Es ist auch unschädlich, dass der Beteiligte zu 1. die weitere Beschwerde nicht begründet hat. Was den Stundensatz für die in den Jahren 1999 und 2000 erbrachten Betreuerleistungen angeht, ergibt sich das Ziel seines Rechtmittels eindeutig aus seinem Vorbringen in der Vorinstanz, wonach er hierfür einen Vergütungssatz von 60 DM je Stunde erstrebt (vgl. Jansen, FGG, 2. Aufl., § 21 Rn.7). Im Übrigen ist davon auszugehen, dass der Beteiligte zu 1. die vorinstanzliche Entscheidung nur in dem Umfang anfechten will, in dem das Rechtsmittel zugelassen worden ist.

In der Sache hat die sofortige weitere Beschwerde in vollem Umfang Erfolg. Dem Beteiligten zu 1. sind seine vom 1. Januar 1999 an erbrachten Leistungen als Berufsbetreuer mit einem Stundensatz von 60,-- DM gemäß § 1 Abs. 1 Satz 2 Nr. 2 BVormVG a. F. zu vergüten. Der Senat hat mit Beschluss vom 22. Januar 2002 - 1 W 246/01 - (= BtPrax 2002,167) entschieden, dass der Beteiligte zu 1. die Voraussetzungen dieser Norm erfüllt und durch das nach seiner Ausbildung zum Dipl.-Ing. für Elektrotechnik absolvierte Aufbaustudium zum Patentingenieur über besondere, für die Führung einer Betreuung nutzbare juristische Kenntnisse verfügt, die durch eine einer abgeschlossenen Hochschulausbildung vergleichbare Ausbildung erworben sind. Wegen der Einzelheiten wird auf diesen Senatsbeschluss, der beiden Beteiligten bekannt ist, verwiesen.

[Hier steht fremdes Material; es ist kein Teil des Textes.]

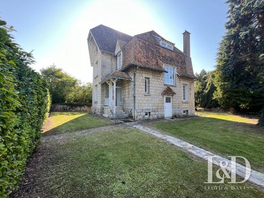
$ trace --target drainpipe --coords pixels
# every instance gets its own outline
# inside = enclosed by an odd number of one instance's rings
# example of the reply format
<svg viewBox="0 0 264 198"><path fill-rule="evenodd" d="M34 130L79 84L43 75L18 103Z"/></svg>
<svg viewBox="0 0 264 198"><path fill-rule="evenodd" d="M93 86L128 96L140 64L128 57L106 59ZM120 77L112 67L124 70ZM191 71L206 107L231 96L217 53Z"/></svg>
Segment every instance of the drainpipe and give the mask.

Dementsprechend ist der angefochtene Beschluss zu ändern und unter Zurückweisung der Anschlussbeschwerde des Beteiligten zu 2. die weitere Vergütung des Beteiligten zu 1. nach §§ 1908i Abs.1, 1836 Abs.1 Satz 2 und Abs.2, 1836a BGB i. V. m. § 1 Abs. 1 Satz 2 Nr. 2 BVormVG wie folgt festzusetzen:

1. Beschwerdeverfahren 87 T 126/00 gegen den Beschluss des AG Wedding vom 21.2.2000

Vergütung für den Zeitraum 23.6.98 - 31.12.98 (48,16 Stunden x 62,50 DM =) 3010,00 DM Vergütung für den Zeitraum 1.1.99 - 30.6.99 (38,66 Stunden x 60 DM =) 2.319,60 DM Auslagen 284,80 DM 16 % Mehrwertsteuer 898,30 DM insgesamt 6.512,70 DM abzgl. vom AG Wedding bereits festgesetzter 5.153,30 DM abzgl. vom Landgericht weiter festgesetzter 238,27 DM verbleibt 1.121,13 DM entspricht 573,22 EUR.

2. Beschwerdeverfahren 87 T 160/01 gegen Beschluss des AG Wedding vom 1.3.2001

Vergütung für den Zeitraum 1.7.99-30.6.00 (72,25 Stunden x 60 DM=) 4.335,00 DM Auslagen 222,57 DM 16 % Mehrwertsteuer 693,60 DM insgesamt 5.251,17 DM abzgl. vom AG Wedding bereits festgesetzter 3.994,02 DM verbleibt 1.257,15 DM entspricht 642,77 EUR.

Für eine Kostenerstattungsanordnung gemäß § 13a Abs. 1 Satz 1 FGG besteht kein Anlass.